Esta connivencia entre periodismo y clase política sobrevive incluso a la competencia comercial, siempre tan «pluralista», y gira en torno a los tres ejes -como recuerda Manolo Monereo– atornillados por el pacto del 78: el modelo económico, la monarquía y la unidad de España, lo que explica la defensa casi religiosa que gobernantes y propietarios de medios hacen de la Constitución. En este sentido, es innegable la responsabilidad de los periodistas en el derrotismo democrático de una población que sólo ahora, en el marco de una descomposición gangrenosa del régimen, toma un poco de conciencia, con la visión parcialmente empañada, de lo que nos ha ocurrido. Si los españoles llegamos mal preparados para afrontar políticamente la crisis y asegurar un reemplazo democrático es como consecuencia también del sectarismo mediático. Pensemos, por ejemplo, en la «cuestión nacional». Nada hubiese sido más fácil que desactivar, mediante un poco de pedagogía sensata, el nacionalismo español que, desde hace siglos, impide realmente democratizar nuestro país; y promover marcos de diálogo y procesos de paz que la mayor parte de los ciudadanos hubieran aceptado si los medios hubieran utilizado su influencia en esa dirección. Hicieron y siguen haciendo todo lo contrario. Salvo contadísimas excepciones, desde 1978 periodistas y grupos mediáticos no han dejado ni un solo segundo de militar en favor del conflicto, la criminalización del adversario político y el recorte de libertades. Los medios siempre manipulan; podrían haberlo hecho también en favor de la verdad, la convivencia y la democracia.

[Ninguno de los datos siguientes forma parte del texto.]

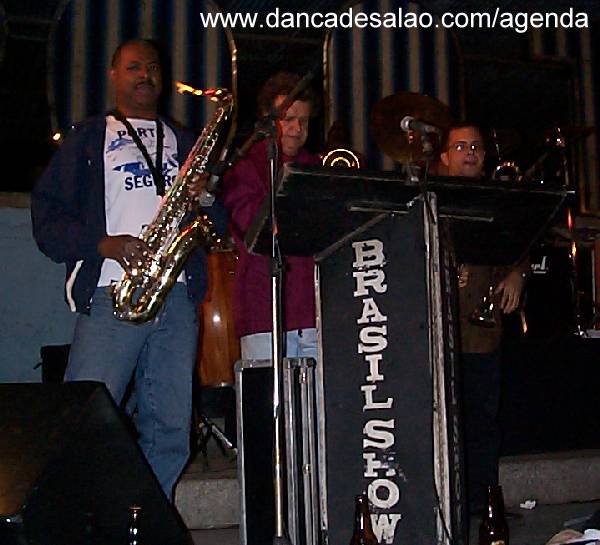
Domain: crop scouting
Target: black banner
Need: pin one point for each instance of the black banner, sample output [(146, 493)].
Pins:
[(377, 382)]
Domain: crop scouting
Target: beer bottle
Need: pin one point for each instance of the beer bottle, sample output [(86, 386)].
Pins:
[(133, 536), (493, 529), (363, 530)]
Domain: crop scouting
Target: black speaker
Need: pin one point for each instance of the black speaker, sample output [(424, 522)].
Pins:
[(70, 470)]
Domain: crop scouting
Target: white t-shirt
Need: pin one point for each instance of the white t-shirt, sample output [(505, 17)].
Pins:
[(129, 192)]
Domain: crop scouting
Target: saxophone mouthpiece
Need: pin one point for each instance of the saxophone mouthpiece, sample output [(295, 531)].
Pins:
[(214, 95)]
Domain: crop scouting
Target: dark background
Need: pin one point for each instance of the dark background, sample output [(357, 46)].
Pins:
[(503, 88)]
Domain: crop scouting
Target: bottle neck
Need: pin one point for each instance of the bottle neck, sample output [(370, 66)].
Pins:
[(363, 517), (495, 502)]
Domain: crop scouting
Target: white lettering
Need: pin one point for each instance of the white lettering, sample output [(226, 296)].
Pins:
[(373, 339), (371, 312), (368, 253), (377, 437), (368, 389), (392, 496), (374, 375), (384, 526)]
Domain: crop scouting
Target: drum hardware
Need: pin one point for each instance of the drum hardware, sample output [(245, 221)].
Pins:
[(341, 157), (506, 171), (398, 144), (218, 348)]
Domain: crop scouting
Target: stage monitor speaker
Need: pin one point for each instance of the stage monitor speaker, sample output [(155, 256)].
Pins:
[(70, 469)]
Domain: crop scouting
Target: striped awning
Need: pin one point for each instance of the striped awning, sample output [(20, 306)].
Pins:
[(87, 32), (376, 62)]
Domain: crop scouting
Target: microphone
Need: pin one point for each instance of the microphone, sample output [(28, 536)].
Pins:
[(409, 123)]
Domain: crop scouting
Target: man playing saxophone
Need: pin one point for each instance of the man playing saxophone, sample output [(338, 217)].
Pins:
[(102, 187)]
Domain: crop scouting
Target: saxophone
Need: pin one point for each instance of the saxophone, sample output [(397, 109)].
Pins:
[(140, 293)]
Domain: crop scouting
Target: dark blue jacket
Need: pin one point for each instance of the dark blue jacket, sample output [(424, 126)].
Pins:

Los nuestros aceptaron desde el principio que su misión era más bien la sumisión. Nada tiene de raro, por tanto, que ahora se ericen, en pie de guerra, contra Podemos y las «amenazas» que representa. Podemos se ha colado en el horizonte mediático por una alineación planetaria de contingencias, pugnas y voluntades: a la descomposición del régimen y a las luchas internas que ha desencadenado se han añadido la presión social y la inteligencia carismática de un «personaje» –Pablo Iglesias– que hace un año parecía muy inofensivo y muy comercial. Ahora Podemos no puede ser ya desalojado de los medios; por lo tanto, tiene que ser machacado por ellos. Que de pronto haya un ‘caso Errejón‘ -junto a los casos Rato, Bárcenas, Blesa, etcétera- revela toda la bajeza artillera de muchos de nuestros medios y de muchos de nuestros periodistas. Cuando se habla de «militantes» y «radicales» otros pensarán en la kale borroka o en okupas alternativos descamisados. Yo pienso enseguida en ABC, en El Mundo, en TeleMadrid, en Ana Pastor, en Alfonso Rojo, en Canal 24 horas y en un largo etcétera de medios militantes y tertulianos radicales. Militantes radicales a favor del régimen que ahora ven peligrar.

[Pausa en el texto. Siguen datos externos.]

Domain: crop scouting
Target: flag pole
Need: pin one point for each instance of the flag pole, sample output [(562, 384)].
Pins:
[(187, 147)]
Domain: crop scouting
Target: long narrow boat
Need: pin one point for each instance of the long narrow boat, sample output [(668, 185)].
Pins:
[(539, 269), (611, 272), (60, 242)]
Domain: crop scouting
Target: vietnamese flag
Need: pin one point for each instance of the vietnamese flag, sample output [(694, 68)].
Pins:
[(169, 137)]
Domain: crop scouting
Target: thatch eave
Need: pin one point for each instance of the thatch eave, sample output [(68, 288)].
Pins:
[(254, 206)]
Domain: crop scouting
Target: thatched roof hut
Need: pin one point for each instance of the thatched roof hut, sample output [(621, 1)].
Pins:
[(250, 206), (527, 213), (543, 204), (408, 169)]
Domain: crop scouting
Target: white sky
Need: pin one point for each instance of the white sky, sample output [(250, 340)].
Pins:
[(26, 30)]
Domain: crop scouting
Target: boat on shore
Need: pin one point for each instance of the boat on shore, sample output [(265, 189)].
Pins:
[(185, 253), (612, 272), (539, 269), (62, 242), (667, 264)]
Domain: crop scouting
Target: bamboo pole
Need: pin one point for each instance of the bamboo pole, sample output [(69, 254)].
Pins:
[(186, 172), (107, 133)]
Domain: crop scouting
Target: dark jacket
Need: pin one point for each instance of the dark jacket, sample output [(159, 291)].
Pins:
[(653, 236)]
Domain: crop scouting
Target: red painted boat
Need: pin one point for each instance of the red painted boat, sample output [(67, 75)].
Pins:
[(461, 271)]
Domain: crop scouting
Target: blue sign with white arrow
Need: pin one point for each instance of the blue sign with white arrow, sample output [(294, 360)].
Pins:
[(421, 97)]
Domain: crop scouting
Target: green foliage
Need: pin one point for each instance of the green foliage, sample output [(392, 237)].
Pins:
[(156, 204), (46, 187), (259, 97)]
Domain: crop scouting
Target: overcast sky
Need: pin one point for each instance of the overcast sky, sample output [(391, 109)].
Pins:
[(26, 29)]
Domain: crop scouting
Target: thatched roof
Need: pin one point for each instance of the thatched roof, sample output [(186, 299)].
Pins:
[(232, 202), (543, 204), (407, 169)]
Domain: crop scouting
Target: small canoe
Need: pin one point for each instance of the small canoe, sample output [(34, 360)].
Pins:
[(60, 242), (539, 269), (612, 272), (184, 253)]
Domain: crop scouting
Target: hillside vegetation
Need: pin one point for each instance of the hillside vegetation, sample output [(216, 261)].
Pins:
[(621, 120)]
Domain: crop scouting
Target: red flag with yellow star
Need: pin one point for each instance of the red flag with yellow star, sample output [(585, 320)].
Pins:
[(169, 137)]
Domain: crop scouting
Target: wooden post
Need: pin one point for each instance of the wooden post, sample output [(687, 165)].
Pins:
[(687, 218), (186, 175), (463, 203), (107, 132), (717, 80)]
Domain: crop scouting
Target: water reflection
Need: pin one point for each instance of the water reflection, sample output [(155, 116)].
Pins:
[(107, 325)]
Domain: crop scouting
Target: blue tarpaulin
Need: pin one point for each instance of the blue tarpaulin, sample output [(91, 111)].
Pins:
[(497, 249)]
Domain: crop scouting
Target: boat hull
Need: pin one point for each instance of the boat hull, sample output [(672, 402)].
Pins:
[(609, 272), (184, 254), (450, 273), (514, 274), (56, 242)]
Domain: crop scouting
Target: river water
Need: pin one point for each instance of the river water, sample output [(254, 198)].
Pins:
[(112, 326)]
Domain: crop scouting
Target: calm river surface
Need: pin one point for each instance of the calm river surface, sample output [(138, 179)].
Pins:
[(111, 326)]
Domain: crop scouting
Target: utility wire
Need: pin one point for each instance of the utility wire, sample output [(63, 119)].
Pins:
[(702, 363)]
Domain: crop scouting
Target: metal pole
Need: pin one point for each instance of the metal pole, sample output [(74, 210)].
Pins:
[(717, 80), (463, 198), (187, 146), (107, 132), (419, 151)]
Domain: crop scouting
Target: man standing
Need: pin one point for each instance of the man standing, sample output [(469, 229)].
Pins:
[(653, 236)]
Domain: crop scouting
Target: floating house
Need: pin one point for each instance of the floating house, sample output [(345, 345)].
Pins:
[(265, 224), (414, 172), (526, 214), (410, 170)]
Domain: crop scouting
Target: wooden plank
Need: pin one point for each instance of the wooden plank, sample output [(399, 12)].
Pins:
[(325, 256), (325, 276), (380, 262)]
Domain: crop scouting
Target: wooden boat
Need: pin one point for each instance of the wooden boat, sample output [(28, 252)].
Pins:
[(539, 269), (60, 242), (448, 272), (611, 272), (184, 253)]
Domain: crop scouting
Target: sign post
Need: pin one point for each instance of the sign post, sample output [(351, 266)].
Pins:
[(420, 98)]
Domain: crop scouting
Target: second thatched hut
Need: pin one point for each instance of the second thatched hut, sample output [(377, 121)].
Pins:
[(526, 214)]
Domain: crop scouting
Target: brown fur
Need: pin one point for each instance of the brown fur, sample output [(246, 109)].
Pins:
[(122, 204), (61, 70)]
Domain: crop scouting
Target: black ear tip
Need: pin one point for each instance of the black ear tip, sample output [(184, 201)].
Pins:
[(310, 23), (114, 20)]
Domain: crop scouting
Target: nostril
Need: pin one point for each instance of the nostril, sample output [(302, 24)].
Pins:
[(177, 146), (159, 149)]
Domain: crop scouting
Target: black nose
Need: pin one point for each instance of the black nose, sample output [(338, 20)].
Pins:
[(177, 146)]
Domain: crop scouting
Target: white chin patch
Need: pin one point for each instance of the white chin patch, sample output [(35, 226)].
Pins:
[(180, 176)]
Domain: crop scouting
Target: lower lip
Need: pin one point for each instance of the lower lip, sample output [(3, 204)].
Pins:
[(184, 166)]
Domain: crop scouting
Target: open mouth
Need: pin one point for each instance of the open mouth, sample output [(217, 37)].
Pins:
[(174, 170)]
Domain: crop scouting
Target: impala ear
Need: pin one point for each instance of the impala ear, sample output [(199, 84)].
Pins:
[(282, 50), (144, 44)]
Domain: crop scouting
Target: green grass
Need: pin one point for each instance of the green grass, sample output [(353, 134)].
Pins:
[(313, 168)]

Frente a esa campaña militante y casi militar podemos reaccionar con una sonrisa, pues su agresividad sin duda indica miedo. Pero la historia debería enseñarnos a no despreciar el poder de los medios. Esta operación de acoso y derribo, por muy obscena y evidente que sea, ha conseguido ya envejecer un poco a Podemos e incluso a sus líderes -incluso físicamente-, imponiendo reacciones a la defensiva que generan dos efectos, externo e interno, indeseables. Por un lado los propios medios se convierten en el objeto del discurso de Podemos, legitimando así como democráticos estos ataques sectarios, mientras que Pablo Iglesias y sus compañeros parecen confesar su culpa y cuestionar la libertad de expresión. Por otro lado, a nivel interno, este ataque feroz y mentiroso obliga a la dirección de Podemos a contraerse sobre sí misma y diseñar políticas defensivas muy hipocondríacas que pueden acabar anteponiendo la lealtad al debate y la crítica. Esa sí sería una gran victoria del régimen del 78, que podría asimilar así -mucho más que a través del falso ‘caso Errejón’- la nueva fuerza política, nacida extrauterina, con la vieja política y su vieja matriz partidista.

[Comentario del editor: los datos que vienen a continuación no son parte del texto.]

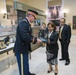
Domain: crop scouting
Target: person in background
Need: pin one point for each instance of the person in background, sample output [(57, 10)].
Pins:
[(23, 39), (64, 37), (52, 47), (42, 32)]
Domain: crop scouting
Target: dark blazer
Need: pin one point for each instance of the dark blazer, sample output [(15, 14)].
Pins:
[(66, 34), (23, 37), (53, 46)]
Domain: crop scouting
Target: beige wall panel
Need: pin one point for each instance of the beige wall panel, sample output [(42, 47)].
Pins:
[(54, 2), (9, 2), (39, 4), (70, 5)]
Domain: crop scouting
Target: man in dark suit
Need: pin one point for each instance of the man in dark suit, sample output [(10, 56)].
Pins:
[(23, 39), (64, 37)]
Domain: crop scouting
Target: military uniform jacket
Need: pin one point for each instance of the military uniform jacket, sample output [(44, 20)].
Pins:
[(23, 37)]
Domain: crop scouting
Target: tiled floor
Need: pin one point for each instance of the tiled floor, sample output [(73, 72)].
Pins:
[(39, 66)]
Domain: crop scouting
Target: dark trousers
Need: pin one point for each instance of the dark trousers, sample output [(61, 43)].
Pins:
[(23, 65), (64, 51)]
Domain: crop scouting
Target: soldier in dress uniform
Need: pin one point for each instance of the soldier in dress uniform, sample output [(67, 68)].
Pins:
[(23, 39)]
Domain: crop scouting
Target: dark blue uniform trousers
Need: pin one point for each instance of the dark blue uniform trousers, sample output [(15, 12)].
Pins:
[(23, 64)]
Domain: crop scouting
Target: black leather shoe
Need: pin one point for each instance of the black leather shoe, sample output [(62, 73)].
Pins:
[(67, 63), (32, 74), (61, 59)]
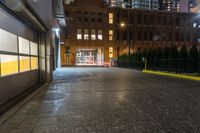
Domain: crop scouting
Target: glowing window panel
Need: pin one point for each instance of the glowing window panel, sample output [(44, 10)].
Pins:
[(34, 63), (34, 48), (8, 41), (100, 36), (110, 35), (79, 36), (110, 18), (23, 46), (24, 62), (9, 64)]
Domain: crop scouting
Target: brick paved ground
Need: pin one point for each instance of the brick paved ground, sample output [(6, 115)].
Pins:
[(110, 100)]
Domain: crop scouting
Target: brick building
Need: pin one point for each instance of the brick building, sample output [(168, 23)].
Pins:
[(98, 33)]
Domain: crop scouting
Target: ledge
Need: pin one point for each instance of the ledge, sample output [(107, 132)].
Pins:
[(173, 75)]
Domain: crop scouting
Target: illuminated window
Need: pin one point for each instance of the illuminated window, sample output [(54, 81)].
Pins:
[(194, 25), (93, 35), (111, 52), (79, 34), (23, 46), (8, 41), (34, 48), (110, 18), (9, 64), (24, 62), (86, 35), (100, 35), (110, 35), (34, 63)]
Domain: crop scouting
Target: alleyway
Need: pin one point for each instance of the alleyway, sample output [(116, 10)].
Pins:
[(110, 100)]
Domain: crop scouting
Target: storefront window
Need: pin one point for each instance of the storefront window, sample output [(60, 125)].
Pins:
[(24, 63), (9, 64), (23, 46)]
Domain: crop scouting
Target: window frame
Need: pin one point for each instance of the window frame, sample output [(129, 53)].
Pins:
[(18, 55)]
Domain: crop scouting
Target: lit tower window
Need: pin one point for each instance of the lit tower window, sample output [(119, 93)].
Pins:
[(110, 35), (93, 35), (110, 18), (79, 34)]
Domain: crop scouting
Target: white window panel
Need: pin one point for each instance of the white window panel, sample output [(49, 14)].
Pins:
[(34, 48), (8, 41), (23, 46)]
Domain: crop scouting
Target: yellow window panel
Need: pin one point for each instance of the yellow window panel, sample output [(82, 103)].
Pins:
[(34, 63), (9, 64), (24, 63)]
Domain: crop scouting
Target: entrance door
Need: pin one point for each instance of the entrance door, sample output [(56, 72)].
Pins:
[(88, 57)]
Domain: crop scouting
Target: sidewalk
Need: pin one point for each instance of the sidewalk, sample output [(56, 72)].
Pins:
[(184, 76)]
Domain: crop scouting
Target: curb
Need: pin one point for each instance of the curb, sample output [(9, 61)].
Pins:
[(172, 75)]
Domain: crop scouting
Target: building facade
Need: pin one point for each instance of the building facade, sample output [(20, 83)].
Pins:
[(99, 33)]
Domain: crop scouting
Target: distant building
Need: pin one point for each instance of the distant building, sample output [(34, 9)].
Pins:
[(174, 5), (194, 6), (99, 33), (141, 4)]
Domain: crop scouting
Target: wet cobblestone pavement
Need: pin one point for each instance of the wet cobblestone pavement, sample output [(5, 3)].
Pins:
[(110, 100)]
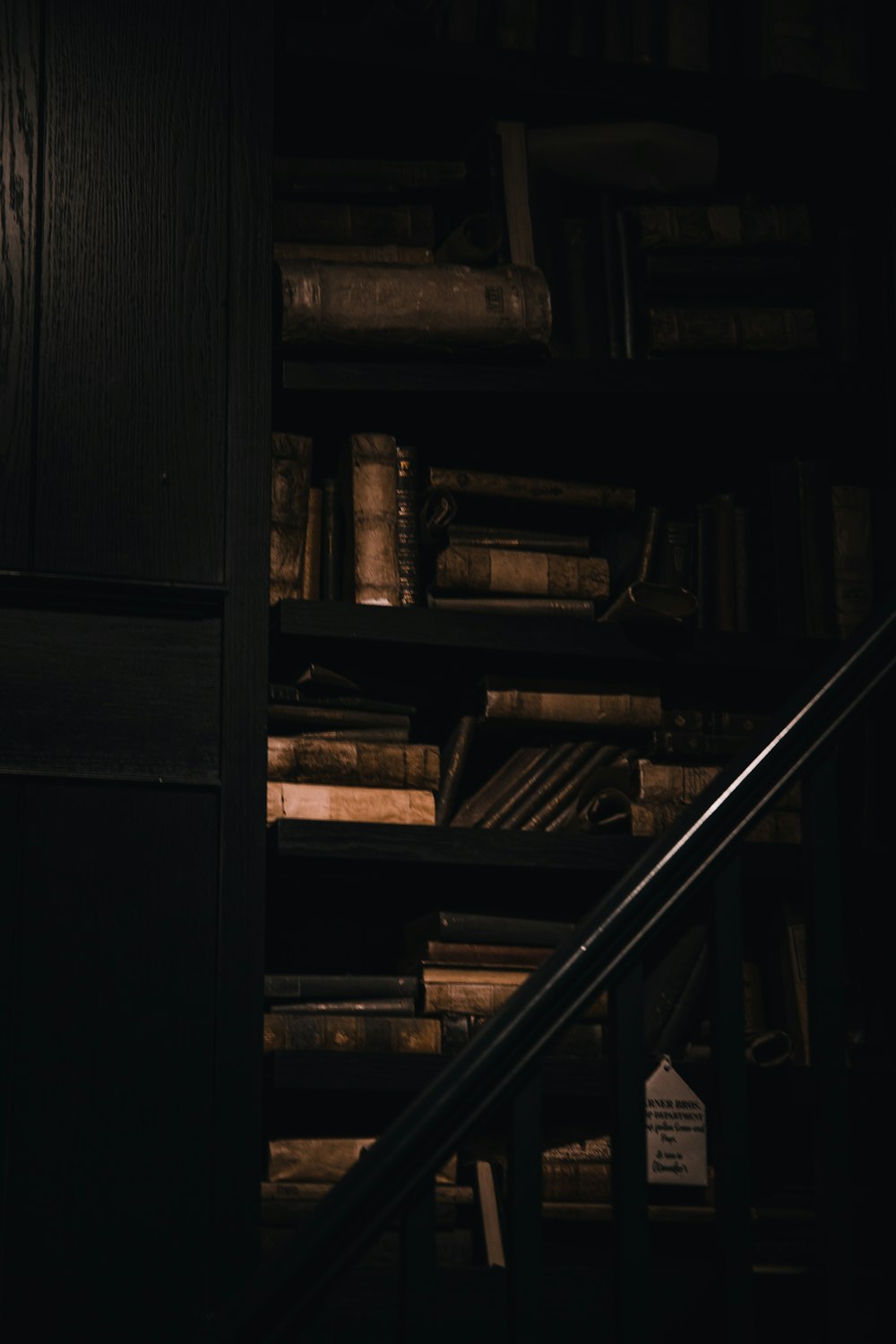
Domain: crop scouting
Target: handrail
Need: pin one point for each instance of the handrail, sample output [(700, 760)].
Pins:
[(603, 945)]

Porque no hay que olvidar que también hay una causa interna y, si se quiere natural, del envejecimiento «prematuro» de Podemos. En muy poco tiempo se ha pasado del estado líquido y casi desparramado al sólido y casi leñoso. Antes Podemos era una maravillosa gelatina y ahora es una funcional estructura. Sin duda a la «gente» le ha importado poco, pero en la izquierda militante y en los movimientos sociales ha generado una inevitable y lógica desilusión. Antes todo era posible, ahora sólo algunas cosas. Los peligros, en este caso, son también dos. Uno, que la dirección de Podemos, elegida por los inscritos, se aleje del medio extrauterino en el que nació. Dos, que esa izquierda militante, a veces justamente crítica, sólo vea la limitación que acompaña al paso del excitante y juvenil medio líquido al prosaico y maduro estado sólido y, obsesionada con todas las posibilidades que la decisión de los inscritos ha dejado fuera, no sea capaz de ver todo lo que de bueno hay en esas cosas que han quedado dentro y que sí se pueden hacer. Podemos ha envejecido, pero no es viejo. Y sería una catástrofe que la retroalimentación interna del punto 1 y el punto 2 (la contracción del Consejo Ciudadano frente a los Círculos y el puritanismo líquido de los Círculos frente al Consejo Ciudadano) acabe dando la razón a los militantes radicales que desde los medios de comunicación, y desde el bipartidismo dominante, unas veces quieren convertirnos en «vieja casta» y otras en «vieja izquierda» marginal. La victoria sobre el régimen del 78 y la democratización política y social de España depende de que no ocurra ninguna de las dos cosas.
Santiago Alba Rico es filósofo y columnista.